Но когда он возвращается, гвардейцы уже ждут: сидят в тени своего «хаммера» и разговаривают. Когда Лоло переваливает через гребень, один хлопает другого по плечу и показывает рукой. Оба встают. Анни снова в полях, ворочает комья земли, не имея представления, что происходит. Лоло въезжает, рассматривая гвардейцев. Они, прислонившись к своей машине, смотрят на него.
Вдруг Лоло видит свое будущее. Оно пробегает перед глазами, как в кино, ясное, как синее небо. Он кладет руки на ружье. Оно на другом боку Мэгги, гвардейцам не видно. И держит Мэгги так, чтобы она к ним этим боком не повернулась, спускаясь по склону.

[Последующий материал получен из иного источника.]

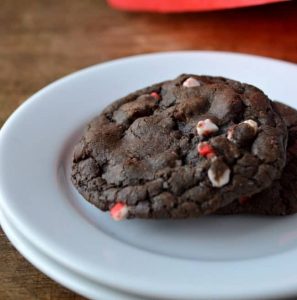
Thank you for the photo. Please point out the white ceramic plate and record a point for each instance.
(51, 268)
(213, 257)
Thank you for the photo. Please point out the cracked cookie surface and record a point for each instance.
(148, 153)
(281, 197)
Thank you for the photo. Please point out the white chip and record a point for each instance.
(191, 82)
(206, 127)
(119, 214)
(253, 124)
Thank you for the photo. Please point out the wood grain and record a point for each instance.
(41, 41)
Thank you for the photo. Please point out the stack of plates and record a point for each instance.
(216, 257)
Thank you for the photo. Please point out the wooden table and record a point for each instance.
(41, 41)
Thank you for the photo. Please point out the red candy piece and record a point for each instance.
(243, 200)
(205, 150)
(155, 95)
(119, 211)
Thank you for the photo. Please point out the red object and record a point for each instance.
(184, 5)
(155, 95)
(205, 150)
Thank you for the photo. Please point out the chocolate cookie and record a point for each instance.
(281, 197)
(180, 149)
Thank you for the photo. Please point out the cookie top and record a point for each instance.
(180, 148)
(281, 197)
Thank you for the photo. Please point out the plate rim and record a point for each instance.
(39, 94)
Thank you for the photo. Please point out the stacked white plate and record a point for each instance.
(215, 257)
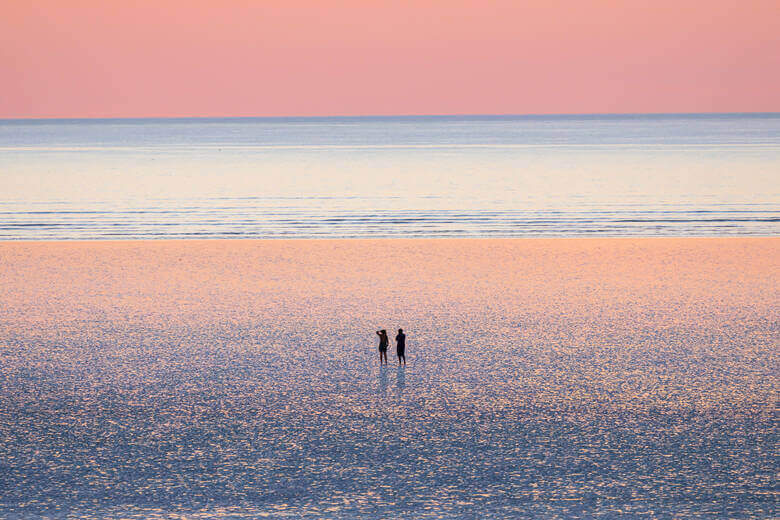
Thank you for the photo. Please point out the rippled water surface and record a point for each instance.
(499, 176)
(239, 379)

Гварды вразвалочку движутся к нему. У них «хаммер» с пушкой пятидесятого калибра, у обоих М-16 через плечо. В полной пуленепробиваемой броне, и видно, что они вспотели, им жарко. Лоло едет медленно. Обоих – в голову. Пот струится между лопатками. Рука скользит на ложе ружья.

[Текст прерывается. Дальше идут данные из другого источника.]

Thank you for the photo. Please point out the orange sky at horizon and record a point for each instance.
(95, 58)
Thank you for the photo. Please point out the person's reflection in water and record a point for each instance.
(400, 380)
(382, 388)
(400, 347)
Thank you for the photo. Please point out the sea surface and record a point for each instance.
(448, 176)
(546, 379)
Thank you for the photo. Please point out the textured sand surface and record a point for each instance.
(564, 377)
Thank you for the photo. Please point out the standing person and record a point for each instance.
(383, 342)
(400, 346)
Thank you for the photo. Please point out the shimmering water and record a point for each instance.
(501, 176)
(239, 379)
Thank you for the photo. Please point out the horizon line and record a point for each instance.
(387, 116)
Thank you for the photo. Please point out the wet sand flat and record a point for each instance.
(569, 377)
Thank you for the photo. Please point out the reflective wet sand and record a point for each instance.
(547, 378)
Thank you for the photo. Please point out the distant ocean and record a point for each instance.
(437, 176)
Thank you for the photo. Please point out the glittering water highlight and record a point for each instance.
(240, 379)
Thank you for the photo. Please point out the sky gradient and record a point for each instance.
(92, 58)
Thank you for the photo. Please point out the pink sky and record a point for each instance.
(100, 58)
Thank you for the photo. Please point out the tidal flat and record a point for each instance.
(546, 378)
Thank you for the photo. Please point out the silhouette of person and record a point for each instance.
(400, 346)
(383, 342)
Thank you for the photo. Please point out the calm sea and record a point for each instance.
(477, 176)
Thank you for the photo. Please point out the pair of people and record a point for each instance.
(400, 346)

Гвардейцы не волнуются. У них автоматы все еще на ремне, и они подпускают Лоло ближе. Один широко улыбается. Лет ему примерно сорок, загорелый. Давно, наверное, шатается под открытым небом. Второй поднимает руку:
– Эй, Лоло, привет!
Лоло так удивлен, что отпускает ложе ружья.
– Хейл?
Узнал он этого гвардейца. Росли вместе. Миллион лет назад в футбол играли – когда футбольные поля еще зеленели травой и разбрызгиватели пускали воду прямо в воздух. Хейл. Хейл Перкинс. Лоло хмурится.
В Хейла он стрелять не может.
– Все тем же занимаешься?
– Какого черта на тебе эта форма? Ты что, у калифошек теперь?

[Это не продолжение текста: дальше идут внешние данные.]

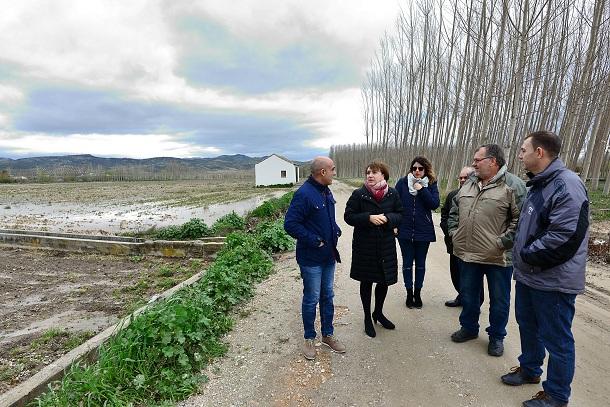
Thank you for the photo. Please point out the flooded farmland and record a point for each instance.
(116, 207)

Хейл строит гримасу и показывает на нашивки. Национальная гвардия Юты.
Лоло кривится. Национальная гвардия Юты, национальная гвардия Колорадо, национальная гвардия Аризоны. Все они одинаковы. Вряд ли хоть один найдется в «национальной гвардии» человек, чтобы не был наемником не из штата. Большая часть местных гвардейцев давно дезертировала, потому что им до смерти надоело выгонять родных и друзей с земли, до смерти надоело перестреливаться с теми, кто хотел остаться в своих домах. Так что если и существует до сих пор национальная гвардия Колорадо, или Аризоны, или Юты, в этой самой форме, с дорогими приборами ночного видения и новенькими вертушками, летающими над речными изгибами, то это чистейшая Калифорния.
И еще несколько таких, как Хейл.
А Лоло помнит, что Хейл был нормальный мужик. Помнит, как вместе с ним стащили из «Элькс-клуба» бочонок пива. Лоло разглядывает его.
– Как тебе эта Программа дополнительной помощи? – Он глядит на второго гвардейца. – Нормально она вам? Калифошки отлично помогают?
Глаза Хейла молят о понимании.
– Брось, Лоло. Я же не ты, мне о семье думать надо. Если еще год послужу, Шеннон и детям позволят осесть в Калифорнии.
– И бассейн на заднем дворе тебе тоже дадут?
– Ты знаешь, что это не так. Там тоже с водой туго.
Лоло хотел бы над ним поиздеваться, но сердце к тому не лежит. И в глубине души есть сомнение: может, Хейл просто не дурак? Сперва, когда Калифорния стала выигрывать водяные суды и отключать города, сорванные с мест люди просто шли за водой – прямо в Калифорнию. Бюрократы не сразу сообразили, что происходит, но в конце концов кто-то с острым карандашом подбил бабки и понял, что вместе с водой принимать людей, ее лишенных, – вопросы дефицита не решает. И воздвиглись иммиграционные барьеры.